GO: What advice would you bestow upon the young aspiring content creator?

KB: The internet is not real. Algorithms favor a certain type of creator, and views or likes should NOT be the goal of your work. The more heart and authenticity you can keep in your efforts, the better your product. Remember, cat videos go viral because they are simple, sweet and show the reality of existence. There are lessons in cat videos. Yes, I said it, and I’ll say it again: There are lessons in cat videos.

GO: Where can people find you?

KB: Scout is performing at Club Cumming on November 10th in New York City, so everybody can come to see me there because I am one of her backup dancers, which is a lifelong dream come true. Literally, the most fun I’ve had, maybe ever.

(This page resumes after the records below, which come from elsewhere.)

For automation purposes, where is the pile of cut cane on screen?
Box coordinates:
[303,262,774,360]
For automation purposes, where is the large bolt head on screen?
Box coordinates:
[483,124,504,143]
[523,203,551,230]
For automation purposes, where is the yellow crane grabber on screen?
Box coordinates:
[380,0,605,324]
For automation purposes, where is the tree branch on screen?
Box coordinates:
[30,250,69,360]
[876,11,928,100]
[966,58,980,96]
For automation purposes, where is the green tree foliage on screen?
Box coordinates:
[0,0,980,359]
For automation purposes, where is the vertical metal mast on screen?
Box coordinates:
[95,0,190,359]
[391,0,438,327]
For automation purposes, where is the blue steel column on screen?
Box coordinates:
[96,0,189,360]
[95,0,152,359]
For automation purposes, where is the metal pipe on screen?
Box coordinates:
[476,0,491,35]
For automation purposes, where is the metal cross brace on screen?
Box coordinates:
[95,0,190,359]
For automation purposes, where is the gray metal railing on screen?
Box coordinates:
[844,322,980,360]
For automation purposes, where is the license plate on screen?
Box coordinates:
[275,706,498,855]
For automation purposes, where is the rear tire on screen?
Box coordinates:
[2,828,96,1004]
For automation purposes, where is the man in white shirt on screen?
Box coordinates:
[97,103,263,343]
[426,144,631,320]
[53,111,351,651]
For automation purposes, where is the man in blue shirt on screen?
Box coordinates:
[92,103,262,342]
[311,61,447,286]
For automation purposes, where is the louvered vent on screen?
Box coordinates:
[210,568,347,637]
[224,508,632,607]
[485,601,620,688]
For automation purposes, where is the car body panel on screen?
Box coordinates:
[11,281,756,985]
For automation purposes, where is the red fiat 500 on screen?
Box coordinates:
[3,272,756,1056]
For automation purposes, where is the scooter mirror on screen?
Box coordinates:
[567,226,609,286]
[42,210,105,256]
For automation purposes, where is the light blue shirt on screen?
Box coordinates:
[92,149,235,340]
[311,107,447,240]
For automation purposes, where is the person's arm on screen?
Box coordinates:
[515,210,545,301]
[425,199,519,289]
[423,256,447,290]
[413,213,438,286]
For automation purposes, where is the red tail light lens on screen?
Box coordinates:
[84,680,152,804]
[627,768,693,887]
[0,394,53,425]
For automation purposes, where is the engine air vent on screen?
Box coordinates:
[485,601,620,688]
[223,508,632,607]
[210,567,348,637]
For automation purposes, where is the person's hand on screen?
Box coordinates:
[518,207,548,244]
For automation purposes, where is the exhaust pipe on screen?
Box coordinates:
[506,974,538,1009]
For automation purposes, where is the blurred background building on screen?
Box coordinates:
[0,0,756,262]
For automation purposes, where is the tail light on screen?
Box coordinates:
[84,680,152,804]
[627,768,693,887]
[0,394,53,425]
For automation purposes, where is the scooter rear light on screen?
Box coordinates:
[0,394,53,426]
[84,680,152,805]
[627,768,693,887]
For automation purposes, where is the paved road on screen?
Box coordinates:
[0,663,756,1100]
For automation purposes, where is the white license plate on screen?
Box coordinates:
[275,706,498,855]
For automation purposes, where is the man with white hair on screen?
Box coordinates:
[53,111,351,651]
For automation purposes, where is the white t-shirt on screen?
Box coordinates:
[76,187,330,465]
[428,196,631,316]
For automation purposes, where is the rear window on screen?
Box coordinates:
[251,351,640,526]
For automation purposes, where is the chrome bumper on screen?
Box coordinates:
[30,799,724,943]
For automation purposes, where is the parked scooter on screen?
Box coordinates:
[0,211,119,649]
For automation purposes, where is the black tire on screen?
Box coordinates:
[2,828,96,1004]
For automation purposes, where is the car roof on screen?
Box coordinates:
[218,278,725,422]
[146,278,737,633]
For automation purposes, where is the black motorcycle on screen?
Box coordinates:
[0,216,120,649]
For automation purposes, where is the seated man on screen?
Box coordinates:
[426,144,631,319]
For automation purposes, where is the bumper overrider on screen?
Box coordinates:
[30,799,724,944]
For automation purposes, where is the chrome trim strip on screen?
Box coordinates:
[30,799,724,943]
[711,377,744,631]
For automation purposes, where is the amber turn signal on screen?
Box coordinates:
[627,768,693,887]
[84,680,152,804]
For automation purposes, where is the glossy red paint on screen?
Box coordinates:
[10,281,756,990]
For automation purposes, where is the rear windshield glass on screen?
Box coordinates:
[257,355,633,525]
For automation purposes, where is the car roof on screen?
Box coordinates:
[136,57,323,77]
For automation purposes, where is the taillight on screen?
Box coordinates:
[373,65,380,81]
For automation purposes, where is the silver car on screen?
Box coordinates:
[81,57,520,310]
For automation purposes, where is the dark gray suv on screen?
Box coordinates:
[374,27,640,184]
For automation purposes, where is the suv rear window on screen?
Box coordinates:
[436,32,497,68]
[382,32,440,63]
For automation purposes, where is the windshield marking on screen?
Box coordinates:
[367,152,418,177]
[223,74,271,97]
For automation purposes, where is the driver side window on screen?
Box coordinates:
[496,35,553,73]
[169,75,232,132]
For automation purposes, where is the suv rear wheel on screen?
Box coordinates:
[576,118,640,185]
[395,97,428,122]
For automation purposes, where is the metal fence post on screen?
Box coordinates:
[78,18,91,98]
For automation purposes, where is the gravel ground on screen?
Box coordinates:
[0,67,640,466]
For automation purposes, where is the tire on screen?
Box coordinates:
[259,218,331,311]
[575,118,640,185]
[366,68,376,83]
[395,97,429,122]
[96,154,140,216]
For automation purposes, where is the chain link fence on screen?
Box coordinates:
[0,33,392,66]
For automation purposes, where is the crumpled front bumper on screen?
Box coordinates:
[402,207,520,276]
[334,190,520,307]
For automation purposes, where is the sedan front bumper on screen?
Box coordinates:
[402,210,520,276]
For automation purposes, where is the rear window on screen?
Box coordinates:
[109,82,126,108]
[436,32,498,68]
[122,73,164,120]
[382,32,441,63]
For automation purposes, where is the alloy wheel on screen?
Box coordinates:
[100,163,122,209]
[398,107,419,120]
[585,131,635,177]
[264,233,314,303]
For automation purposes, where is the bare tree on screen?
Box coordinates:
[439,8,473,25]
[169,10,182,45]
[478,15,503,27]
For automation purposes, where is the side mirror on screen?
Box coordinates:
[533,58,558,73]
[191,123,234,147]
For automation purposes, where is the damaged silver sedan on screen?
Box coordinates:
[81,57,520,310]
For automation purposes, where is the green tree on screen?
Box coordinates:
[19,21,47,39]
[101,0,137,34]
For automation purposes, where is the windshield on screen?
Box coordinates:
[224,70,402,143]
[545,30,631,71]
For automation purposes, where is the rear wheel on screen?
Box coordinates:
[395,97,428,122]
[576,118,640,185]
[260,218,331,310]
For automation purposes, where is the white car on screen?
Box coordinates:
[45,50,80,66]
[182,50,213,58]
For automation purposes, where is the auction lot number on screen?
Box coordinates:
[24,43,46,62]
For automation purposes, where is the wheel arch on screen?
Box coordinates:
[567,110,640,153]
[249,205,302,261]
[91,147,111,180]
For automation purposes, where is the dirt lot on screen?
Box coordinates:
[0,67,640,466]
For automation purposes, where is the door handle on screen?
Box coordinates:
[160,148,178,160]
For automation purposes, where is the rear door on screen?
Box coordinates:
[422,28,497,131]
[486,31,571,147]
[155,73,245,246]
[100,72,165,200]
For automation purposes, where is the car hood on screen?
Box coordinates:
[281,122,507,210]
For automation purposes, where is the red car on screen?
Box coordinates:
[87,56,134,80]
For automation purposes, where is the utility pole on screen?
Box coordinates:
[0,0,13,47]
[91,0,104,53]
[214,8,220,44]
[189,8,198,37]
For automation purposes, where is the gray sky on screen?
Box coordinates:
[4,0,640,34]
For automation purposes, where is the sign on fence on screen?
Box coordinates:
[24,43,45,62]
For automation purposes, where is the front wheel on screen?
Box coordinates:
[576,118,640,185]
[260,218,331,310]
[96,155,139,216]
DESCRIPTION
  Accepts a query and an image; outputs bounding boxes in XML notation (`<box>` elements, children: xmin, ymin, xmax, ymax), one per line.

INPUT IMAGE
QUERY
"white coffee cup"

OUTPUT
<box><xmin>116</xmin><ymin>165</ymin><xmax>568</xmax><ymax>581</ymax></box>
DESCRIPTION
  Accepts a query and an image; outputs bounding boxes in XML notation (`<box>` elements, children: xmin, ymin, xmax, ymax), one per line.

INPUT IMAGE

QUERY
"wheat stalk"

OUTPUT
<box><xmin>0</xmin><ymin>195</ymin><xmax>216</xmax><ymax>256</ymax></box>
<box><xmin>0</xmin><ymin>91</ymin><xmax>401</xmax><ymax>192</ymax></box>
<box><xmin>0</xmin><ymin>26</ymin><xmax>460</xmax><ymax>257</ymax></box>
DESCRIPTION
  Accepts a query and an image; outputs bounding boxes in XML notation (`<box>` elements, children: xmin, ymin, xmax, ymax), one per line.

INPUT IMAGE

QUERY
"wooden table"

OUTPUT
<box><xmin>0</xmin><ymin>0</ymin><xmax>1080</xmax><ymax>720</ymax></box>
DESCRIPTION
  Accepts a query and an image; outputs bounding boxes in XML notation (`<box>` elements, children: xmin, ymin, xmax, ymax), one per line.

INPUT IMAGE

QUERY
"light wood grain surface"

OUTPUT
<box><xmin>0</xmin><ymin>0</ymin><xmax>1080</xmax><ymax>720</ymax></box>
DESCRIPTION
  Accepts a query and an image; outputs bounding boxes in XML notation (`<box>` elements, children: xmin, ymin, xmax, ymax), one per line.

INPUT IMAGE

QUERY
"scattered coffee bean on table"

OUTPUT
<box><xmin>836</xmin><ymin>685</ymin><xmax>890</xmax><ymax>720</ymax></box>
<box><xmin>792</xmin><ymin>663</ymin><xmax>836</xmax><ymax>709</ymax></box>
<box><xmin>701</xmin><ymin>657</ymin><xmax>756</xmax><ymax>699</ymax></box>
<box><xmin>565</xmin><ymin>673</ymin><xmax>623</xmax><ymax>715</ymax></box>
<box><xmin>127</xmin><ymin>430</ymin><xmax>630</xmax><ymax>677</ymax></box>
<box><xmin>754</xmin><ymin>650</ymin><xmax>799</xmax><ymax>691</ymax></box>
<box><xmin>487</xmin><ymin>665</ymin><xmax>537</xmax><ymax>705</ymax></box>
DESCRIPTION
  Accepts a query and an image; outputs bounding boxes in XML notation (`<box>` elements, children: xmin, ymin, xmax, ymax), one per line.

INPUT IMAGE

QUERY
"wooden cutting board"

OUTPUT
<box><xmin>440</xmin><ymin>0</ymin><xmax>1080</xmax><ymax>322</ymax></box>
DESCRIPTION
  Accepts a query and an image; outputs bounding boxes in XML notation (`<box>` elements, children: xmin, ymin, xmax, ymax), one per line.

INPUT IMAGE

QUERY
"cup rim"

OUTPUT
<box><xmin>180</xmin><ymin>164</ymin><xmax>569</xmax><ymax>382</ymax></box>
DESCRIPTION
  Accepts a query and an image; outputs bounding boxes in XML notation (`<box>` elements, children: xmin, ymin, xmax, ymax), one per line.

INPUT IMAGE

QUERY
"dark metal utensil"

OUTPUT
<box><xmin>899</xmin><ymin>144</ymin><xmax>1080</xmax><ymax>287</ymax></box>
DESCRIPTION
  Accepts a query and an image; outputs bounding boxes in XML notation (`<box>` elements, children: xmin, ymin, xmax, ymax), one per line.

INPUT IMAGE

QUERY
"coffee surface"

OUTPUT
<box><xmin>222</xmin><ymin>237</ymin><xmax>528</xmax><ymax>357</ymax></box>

On Instagram and Twitter, you can find me @kacychristine and now on Facebook @KacyRealLWord. It’s a new page because my first one was a couple’s page. I only have 300 likes as a single fan page now. I am sort of proud of that because it means that people were still willing to accept just me.

And if the series is my first great love, our monthly party in Los Angeles called Everybody GoGo is my mistress. You can find us at @everybodygogola. It’s a cabaret variety show with tons of surprises and fully delivers on the promise that naked is a better way!